US News & World Report has a new dispatch from the carrier USS Constellation, detailing how the air war in Iraq is evolving to emphasize close air support.
Close air support strikes this week covered the Iraqi map, including surface-to-surface missile and antiartillery sites in Al Amarah; military vehicles and barracks in Najaf; Republican Guard AAA sites and fielded forces in Al Kut; and armored personnel carriers near Karbala.
Still, the Constellation's air wing is "gradually migrating away from" long-identified fixed targets, says Costello, "to supporting the troops" in battles now raging across Iraq. Pilots flying this war's brand of close air support learned the lessons of Afghanistan: "Afghanistan was the first time we dropped through the clouds," says Fox. Before the Taliban takeout and precision-guided weaponry, soldiers on the ground typically talked pilots to a target, in back-and-forth negotiations using line-of-sight landmarks like trees, roads, and rivers. "He'd get a warm fuzzy from knowing he'd guided us directly to the target," says Marine Corps Capt. and Hornet pilot Benedict Burke, 28, from Yardley, Pa., of a ground soldier's spoken directions in the old CAS model: "But with GPS [global positioning systems], close air support is amazing."

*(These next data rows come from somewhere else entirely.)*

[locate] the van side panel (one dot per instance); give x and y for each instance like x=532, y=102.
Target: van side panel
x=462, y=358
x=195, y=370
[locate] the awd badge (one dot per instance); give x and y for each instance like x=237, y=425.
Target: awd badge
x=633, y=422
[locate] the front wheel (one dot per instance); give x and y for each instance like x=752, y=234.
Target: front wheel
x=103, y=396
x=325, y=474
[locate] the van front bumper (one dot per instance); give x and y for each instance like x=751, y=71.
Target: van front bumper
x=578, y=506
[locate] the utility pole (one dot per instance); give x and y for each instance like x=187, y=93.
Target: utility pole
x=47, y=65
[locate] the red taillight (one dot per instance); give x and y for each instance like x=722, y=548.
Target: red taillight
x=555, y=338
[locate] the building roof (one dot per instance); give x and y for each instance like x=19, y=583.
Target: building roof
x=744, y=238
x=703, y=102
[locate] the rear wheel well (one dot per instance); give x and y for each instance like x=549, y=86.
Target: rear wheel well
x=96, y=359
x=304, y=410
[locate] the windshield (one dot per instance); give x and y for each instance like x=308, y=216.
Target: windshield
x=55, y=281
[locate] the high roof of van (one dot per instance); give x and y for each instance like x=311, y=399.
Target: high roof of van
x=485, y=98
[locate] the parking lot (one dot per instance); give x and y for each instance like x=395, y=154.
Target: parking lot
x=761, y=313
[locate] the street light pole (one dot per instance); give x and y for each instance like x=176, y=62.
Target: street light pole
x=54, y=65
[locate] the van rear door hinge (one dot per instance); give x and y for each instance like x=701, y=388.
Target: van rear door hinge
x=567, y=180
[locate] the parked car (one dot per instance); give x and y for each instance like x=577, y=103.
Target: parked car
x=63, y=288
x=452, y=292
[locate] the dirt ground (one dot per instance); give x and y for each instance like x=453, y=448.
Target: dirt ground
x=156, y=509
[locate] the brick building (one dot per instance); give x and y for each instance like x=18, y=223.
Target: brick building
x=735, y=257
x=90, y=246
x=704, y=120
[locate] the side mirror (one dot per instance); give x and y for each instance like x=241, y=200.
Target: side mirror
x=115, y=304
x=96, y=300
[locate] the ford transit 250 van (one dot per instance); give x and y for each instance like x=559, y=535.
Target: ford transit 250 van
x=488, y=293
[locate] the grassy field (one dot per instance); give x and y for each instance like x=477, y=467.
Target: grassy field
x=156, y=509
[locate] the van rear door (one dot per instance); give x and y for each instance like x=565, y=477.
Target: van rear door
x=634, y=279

Now, more often than not, the forward air controller simply syncs GPS coordinates up to pilots flying thousands of feet above: "We have good intelligence, and ground troops have good technology," says Hornet pilot Lt. Mike Hall, a 27-year-old from Milpitas, Calif., of the mission he flew last week near Karbala, in which ground troops' zapped coordinates helped him take out several tanks of the Republican Guard's Medina Division. Commanders hope the new, technology-dependent strategy will continue to keep pilots safer, as the war moves into more densely populated areas. "The majority of air losses in war are from small arms," says Fox. "So now we don't spend a lot of time rooting around down low, because that's where you get shot."